Requiem pour Athènes
Cela ne suffira pas. Dans trois mois, dans six mois, le gouvernement grec devra prendre de nouvelles mesures d’austérité ; et les États européens devront verser de nouvelles aides. Mais cela ne suffira jamais. Il faudra recommencer. Les baisses de salaires tuent la croissance grecque dans l’œuf ; l’euro trop fort l’empêche d’exporter. La population refusera les exigences des marchés financiers. Elle finira par avoir gain de cause. Dans un régime démocratique, l’histoire finit toujours ainsi.
La Grèce ne remboursera jamais ses dettes. Les Français et les Allemands s’étripent au sujet d’un éventuel rééchelonnement, mais savent qu’ils y sont condamnés. Le gouvernement français veut seulement donner aux banques le temps de se préparer à la catastrophe. L’euro était vicié dès l’origine, parce que la zone euro n’est pas une zone économique optimale. Il était ridicule de donner la monnaie des Allemands hyperproductifs aux Grecs, ou même aux Espagnols à la productivité bien plus médiocre. Pendant quelques années, l’illusion a fonctionné. Les Grecs ont pu emprunter au même taux que les Allemands. Les banques françaises et allemandes en ont profité autant que les consommateurs grecs. C’est le principe des dealers et des junkies. L’heure est venue pour tous de payer. Or, personne ne veut passer à la caisse, ni les Grecs ni les banques.

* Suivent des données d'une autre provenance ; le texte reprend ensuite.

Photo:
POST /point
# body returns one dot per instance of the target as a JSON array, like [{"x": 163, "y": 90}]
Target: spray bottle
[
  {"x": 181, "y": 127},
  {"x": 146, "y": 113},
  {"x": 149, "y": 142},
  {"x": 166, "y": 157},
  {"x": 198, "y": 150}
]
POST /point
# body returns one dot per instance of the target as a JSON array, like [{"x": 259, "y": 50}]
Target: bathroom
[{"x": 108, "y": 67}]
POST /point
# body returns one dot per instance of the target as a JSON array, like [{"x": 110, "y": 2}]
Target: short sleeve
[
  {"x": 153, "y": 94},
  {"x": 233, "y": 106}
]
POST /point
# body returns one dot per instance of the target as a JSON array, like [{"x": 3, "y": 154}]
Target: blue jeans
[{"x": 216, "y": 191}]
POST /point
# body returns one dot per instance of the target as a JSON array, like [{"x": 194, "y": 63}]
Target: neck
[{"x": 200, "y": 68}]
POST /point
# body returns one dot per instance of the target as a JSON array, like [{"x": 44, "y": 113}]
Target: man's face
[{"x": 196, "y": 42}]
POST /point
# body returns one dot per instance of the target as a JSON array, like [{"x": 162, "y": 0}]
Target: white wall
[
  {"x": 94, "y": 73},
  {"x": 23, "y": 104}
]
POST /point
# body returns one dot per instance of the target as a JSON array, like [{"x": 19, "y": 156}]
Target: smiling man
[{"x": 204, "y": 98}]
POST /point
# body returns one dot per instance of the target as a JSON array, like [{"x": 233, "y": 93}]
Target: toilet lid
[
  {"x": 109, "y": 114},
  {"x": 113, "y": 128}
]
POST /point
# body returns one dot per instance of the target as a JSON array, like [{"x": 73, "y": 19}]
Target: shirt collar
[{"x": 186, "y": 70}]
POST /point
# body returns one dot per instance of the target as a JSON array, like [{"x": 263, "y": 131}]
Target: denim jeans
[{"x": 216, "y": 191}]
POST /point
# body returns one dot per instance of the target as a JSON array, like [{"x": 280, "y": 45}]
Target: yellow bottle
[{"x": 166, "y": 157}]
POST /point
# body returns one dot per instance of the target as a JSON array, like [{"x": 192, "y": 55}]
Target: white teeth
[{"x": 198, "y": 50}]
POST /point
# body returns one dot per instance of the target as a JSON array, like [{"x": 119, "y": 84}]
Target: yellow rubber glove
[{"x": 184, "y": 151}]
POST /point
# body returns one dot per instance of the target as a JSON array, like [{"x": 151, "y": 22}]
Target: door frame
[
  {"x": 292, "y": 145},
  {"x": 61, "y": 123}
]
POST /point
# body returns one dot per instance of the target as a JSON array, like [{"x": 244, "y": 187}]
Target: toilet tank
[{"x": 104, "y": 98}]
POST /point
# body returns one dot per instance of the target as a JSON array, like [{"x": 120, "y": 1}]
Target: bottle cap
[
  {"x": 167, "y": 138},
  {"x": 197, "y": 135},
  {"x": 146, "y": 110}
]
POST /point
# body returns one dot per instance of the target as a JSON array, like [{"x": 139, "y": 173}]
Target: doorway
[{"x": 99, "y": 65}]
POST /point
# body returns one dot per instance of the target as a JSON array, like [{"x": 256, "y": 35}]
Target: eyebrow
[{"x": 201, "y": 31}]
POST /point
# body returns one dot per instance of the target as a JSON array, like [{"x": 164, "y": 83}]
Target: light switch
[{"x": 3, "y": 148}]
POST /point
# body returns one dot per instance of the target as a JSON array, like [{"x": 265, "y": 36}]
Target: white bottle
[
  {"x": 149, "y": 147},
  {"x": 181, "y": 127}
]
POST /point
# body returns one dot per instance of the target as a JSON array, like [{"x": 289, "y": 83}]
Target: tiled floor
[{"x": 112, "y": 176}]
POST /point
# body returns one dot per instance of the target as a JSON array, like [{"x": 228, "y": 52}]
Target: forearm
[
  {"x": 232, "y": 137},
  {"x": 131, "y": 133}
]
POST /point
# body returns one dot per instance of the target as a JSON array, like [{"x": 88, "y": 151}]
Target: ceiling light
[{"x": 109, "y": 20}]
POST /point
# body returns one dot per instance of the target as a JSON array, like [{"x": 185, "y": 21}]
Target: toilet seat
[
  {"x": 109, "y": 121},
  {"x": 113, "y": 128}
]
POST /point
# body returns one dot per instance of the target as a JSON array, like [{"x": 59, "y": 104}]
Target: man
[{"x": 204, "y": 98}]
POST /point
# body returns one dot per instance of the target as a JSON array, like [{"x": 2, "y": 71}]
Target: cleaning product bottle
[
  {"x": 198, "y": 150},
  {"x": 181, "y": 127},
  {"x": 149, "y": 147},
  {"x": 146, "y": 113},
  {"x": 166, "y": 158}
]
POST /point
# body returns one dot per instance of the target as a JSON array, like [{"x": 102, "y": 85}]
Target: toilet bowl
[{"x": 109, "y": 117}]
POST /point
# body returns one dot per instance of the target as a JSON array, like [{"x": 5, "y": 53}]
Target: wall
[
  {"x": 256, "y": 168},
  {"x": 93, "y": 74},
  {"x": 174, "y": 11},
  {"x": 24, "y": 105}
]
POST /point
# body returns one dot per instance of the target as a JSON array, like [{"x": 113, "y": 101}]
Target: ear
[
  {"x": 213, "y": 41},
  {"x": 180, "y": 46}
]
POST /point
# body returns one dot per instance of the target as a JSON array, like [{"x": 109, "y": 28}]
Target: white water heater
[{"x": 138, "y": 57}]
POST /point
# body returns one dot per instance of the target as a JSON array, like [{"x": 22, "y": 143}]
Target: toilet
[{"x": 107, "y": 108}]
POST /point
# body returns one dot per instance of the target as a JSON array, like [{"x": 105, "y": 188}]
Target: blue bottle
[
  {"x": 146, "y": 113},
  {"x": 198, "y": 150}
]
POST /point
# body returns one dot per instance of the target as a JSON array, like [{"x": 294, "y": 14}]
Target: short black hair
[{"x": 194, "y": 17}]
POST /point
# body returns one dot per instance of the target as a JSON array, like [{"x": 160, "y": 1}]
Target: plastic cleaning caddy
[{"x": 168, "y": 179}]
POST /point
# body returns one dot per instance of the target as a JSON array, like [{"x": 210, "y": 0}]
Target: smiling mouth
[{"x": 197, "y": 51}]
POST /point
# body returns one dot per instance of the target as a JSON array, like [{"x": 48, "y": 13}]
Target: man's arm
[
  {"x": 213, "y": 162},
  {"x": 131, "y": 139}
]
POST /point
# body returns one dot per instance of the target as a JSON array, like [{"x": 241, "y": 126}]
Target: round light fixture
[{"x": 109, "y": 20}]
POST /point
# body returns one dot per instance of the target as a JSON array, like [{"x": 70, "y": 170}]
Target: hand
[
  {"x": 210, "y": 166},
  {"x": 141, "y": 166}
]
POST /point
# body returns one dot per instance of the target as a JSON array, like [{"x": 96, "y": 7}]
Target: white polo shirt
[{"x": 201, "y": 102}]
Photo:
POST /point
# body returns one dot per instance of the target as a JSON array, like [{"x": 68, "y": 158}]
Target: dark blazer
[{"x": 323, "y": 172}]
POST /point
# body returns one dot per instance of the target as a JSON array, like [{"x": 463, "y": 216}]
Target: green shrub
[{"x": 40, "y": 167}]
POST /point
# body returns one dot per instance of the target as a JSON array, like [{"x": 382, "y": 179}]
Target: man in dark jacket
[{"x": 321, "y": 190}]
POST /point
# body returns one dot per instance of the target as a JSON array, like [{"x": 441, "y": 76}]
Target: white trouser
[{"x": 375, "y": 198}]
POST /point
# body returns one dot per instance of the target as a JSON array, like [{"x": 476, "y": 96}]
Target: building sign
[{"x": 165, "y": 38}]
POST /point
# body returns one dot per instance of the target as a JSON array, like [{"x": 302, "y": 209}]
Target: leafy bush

Alors, ce sont les contribuables français et allemands qui payent. Le nouveau plan en préparation s’élèverait à une centaine de milliards d’euros. De quoi effacer en quelques minutes nos efforts français d’économies budgétaires. Il faut un budget européen commun qui compense, nous disent les fervents européistes ; que les plus riches payent pour les pauvres. Cette compensation est opérée par le budget des États-Unis, ou même le budget de la France pour les Antilles ou la Corrèze.
C’est l’histoire de l’Europe depuis des années : les erreurs sont corrigées par d’autres erreurs, dans une espèce de fuite en avant sans fin. Les inconvénients qu’apporte l’Europe ne peuvent être amendés que par encore plus d’Europe. On le voit pour Schengen, pour le grand marché de l’énergie, et pour l’euro. Quand fera-t-on le bilan ? Mais l’Europe n’est pas une nation. Les Allemands ne se sentent pas solidaires des Grecs. On peut le regretter, mais, comme disait de Gaulle : « On ne fait pas de politique en dehors des réalités. »
Il suffit pourtant d’observer les réactions populaires pour constater que l’euro éloigne et oppose les peuples plus qu’il ne les rapproche. Qu’ils vendent leurs îles, disent les Allemands. On ne veut pas du retour des nazis, leur répondent les Grecs. Et même si les Allemands et les Français acceptaient de bonne grâce de payer pour les Grecs, est-ce un destin pour une nation fière que de tendre la main jusqu’à la fin des temps ? Pourquoi ne pas donner à ce pays les moyens monétaires de retrouver un second souffle ? Il faut reconnaître que le retour à la drachme entraînerait une hausse vertigineuse du montant d’endettement et un risque d’inflation. Une catastrophe pour éviter une catastrophe. Nous sommes dans un de ces moments terribles de l’Histoire où il n’y a plus de bonne solution.